The company released Q1 guidance of $138.0-143.5 billion in revenues and $8.0-12.0 billion in operating profit, inline with expectations of $142.4 billion in sales and $11.0 billion in operating profit. Since January 2023, Visible Alpha consensus for FY 2024 declined slightly from $645.1 billion to $640.7 billion in total sales, but increased from $38.8 billion to $54.4 billion in operating profit.

Driven by improvements in the North America online business and strength in AWS, analysts project Amazon’s total operating profit margin to grow to 8.5% in 2024, more than triple 2022’s 2.4% level, and rise to 10% by the end of 2025 and 12% by the end of 2027.

1. How did AWS perform?

AWS revenues were in line with expectations at $24.2 billion, but operating profit was $2.6 billion above consensus. This resulted in a 29.8% operating profit margin, which was 140 basis points ahead of the 28.4% expected according to Visible Alpha consensus, but driven mainly by headcount reductions. While this result is a notable improvement from Q4 2022’s 24% margin, it is 50 bps lower than Q3 2023’s 30.3% margin.

Since the Q4 earnings release, the consensus margin for AWS climbed to 31.0% starting from the second half of 2024, and is expected to remain at that level through FY 2027. For Q1 2024, however, the range is 25-33% and 28-33% for FY 2024. Longer-term, there is significant debate about both top-line growth and margin levels for the AWS business, which is likely driven by varying views on the pace of cloud migration and the development of GenAI applications.

AWS has picked up the pace on the AI front.
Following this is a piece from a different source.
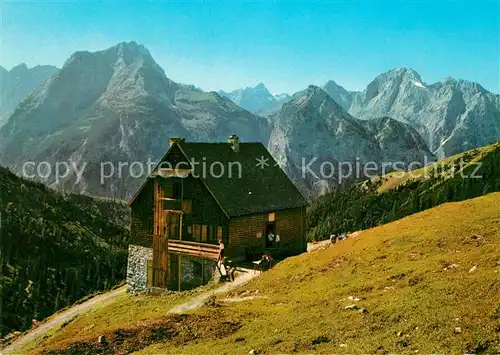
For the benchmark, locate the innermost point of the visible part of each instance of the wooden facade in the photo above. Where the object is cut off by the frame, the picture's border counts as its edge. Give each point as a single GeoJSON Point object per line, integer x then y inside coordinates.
{"type": "Point", "coordinates": [177, 214]}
CEO Andy Jassy pointed to Bedrock helping to fuel early traction in GenAI. Jassy explained that GenAI is and will continue to be an area of pervasive focus and investment across the company and believes it will “ultimately drive tens of billions of dollars of revenue for Amazon over the next several years.” (Visible Alpha’s AI Monitor tracks the pace of AI-exposed revenue growth, including Amazon’s AWS business.)

New Question: Will AWS margin remain at 30-31% levels in 2024-2025?

2. Is the advertising business continuing to show growth?

The Ads business continued its strength by growing 26% in Q4 to $14.5 billion and 24% in 2023 to $46.9 billion, in line with expectations, driven by sponsored products. Jassy reiterated that they are still in the early days for Ads and noted in the quarter that “streaming TV advertising continues to grow quickly.” CFO Brian Olsavsky further explained that the company is looking for ways to increase advertising in its streaming properties, including Fire TV, Prime Video, Free V and Twitch. Jassy also noted that Amazon is focused on improving its measurement and transparency, enabling brands to see the payback of their advertising spend.

Consensus expectations for ad revenue in 2024 are at $57.0 billion, with the most aggressive estimates at $60.0 billion, down from $70 billion expected in Q1 last year. Longer term, there is also debate about the magnitude of revenue growth for this business. By the end of 2026, analysts expect this business to generate $78.2 billion in revenues, but the range is from $67.1-91.0 billion.

New Question: Will Amazon be able to maintain more than a 20% CAGR for the Ads business going forward?

3. What’s supporting Amazon’s online margin improvement?

Both the North America and International online businesses saw sales and operating profit come in ahead of expectations again, delivering margin improvement. In 2023, Amazon delivered 500 bps of margin improvement in North America, going from 1.2% in Q1 2023 to 6.2% in Q4, and the company noted that there’s still more to go. According to Visible Alpha consensus, analysts project Amazon’s North America operating profit margin to remain at 6% for 2024. However, margin assumptions range from 4-8%, while top-line growth is estimated to remain consistent at 10%. This range continues to widen through 2027, with estimates from 6% to 14%.

Combined with the ongoing strength and success of advertising, the company has also made significant improvements to its regional fulfillment centers. The benefits of regionalization and advertising are projected to continue to enhance margins.

New Question: Will Amazon’s North America online business be able to generate a 10% operating profit margin by the end of 2025?